Es ist schwierig, ein Fan von Hans Krankl zu sein. Es ist schwierig, kein Fan von Hans Krankl zu sein. Im Zweifelsfall schlägt das Pendel aber zu jener Seite aus, auf der er steht, den Ball annimmt, Gegner und Mitspieler nicht beachtet, nach vorne stürmt, einschießt. Und sich feiern lässt.

Hans Krankl Pfarrwiese 1978

Ballesterer #58. Dez./Jänner 2010/11

Der Schlusssatz des großen Portraits unter dem Titel „Wiener Blut“ legt noch einmal den wichtigsten Einflussfaktor auf das Bild, das sich Österreicher von Hans Krankl bilden, dar. Hans Krankl, das ist der Goleador, der Jahrhundertrapidler. Wer ihn nicht live spielen sah, dem fehlt eine wesentliche Erfahrung.
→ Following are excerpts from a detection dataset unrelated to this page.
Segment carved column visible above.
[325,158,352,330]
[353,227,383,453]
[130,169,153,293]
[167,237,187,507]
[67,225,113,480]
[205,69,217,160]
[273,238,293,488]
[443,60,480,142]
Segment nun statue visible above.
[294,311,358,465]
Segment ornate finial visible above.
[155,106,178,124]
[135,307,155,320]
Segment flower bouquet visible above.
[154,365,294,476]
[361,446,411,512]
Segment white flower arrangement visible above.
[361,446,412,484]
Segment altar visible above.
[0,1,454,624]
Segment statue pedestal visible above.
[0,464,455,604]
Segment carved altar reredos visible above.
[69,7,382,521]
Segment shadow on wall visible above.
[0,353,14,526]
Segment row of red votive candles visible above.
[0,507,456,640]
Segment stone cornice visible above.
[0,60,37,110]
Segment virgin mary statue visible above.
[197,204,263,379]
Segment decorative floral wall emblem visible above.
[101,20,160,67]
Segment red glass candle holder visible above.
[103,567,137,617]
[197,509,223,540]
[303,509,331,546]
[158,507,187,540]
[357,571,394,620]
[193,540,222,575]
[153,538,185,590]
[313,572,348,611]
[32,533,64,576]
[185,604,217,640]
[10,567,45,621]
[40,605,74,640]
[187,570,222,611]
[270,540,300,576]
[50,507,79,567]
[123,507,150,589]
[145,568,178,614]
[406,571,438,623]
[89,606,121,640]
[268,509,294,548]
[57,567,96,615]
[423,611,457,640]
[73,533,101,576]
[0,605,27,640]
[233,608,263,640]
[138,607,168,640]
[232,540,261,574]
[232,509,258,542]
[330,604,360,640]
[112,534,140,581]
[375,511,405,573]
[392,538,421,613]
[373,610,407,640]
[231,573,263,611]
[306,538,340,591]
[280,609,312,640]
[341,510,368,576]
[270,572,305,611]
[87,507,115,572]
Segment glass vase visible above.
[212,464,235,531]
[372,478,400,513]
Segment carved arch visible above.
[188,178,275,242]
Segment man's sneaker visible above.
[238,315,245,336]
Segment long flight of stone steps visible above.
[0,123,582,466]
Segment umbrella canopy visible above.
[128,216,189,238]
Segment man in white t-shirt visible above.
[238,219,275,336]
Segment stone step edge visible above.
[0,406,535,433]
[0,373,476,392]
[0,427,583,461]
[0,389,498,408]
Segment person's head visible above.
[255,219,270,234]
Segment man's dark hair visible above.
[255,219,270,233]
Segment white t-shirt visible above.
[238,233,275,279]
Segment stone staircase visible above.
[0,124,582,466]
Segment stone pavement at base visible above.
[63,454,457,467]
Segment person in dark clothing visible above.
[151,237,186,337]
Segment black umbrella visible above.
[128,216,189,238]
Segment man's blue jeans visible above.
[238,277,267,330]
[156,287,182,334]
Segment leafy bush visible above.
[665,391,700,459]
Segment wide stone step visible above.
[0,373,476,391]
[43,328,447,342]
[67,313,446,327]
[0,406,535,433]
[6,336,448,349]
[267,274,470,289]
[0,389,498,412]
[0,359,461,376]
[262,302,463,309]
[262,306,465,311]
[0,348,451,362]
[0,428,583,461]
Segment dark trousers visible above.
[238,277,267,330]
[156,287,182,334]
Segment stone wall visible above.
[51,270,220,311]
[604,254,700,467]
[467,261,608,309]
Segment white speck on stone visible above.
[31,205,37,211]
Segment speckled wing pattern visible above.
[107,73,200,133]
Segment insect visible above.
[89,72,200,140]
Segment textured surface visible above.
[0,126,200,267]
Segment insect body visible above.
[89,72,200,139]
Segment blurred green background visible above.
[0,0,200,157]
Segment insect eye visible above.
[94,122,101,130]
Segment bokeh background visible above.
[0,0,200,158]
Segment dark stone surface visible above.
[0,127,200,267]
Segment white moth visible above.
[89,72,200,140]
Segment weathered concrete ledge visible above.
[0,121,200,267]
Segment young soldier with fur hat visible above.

Für viele steht der Name Krankl heute in erster Linie für den Trainer- und da vor allem für den Teamchef Krankl, der mit skurril anmutenden Auftritten das Gesicht des österreichischen Fußballs gab, der es nicht schaffte, sich von der Nostalgie und Vereinsmeierei zu befreien und die Zukunft in Angriff zu nehmen. Das war nicht Krankls Schuld, aber er konnte auch nichts daran ändern. Als Trainer war sowieso irgendwie immer zur falschen Zeit am falschen Ort. Aber falsche Entscheidungen hat Krankl auch schon als Spieler getroffen, wie in dem Artikel dargelegt wird.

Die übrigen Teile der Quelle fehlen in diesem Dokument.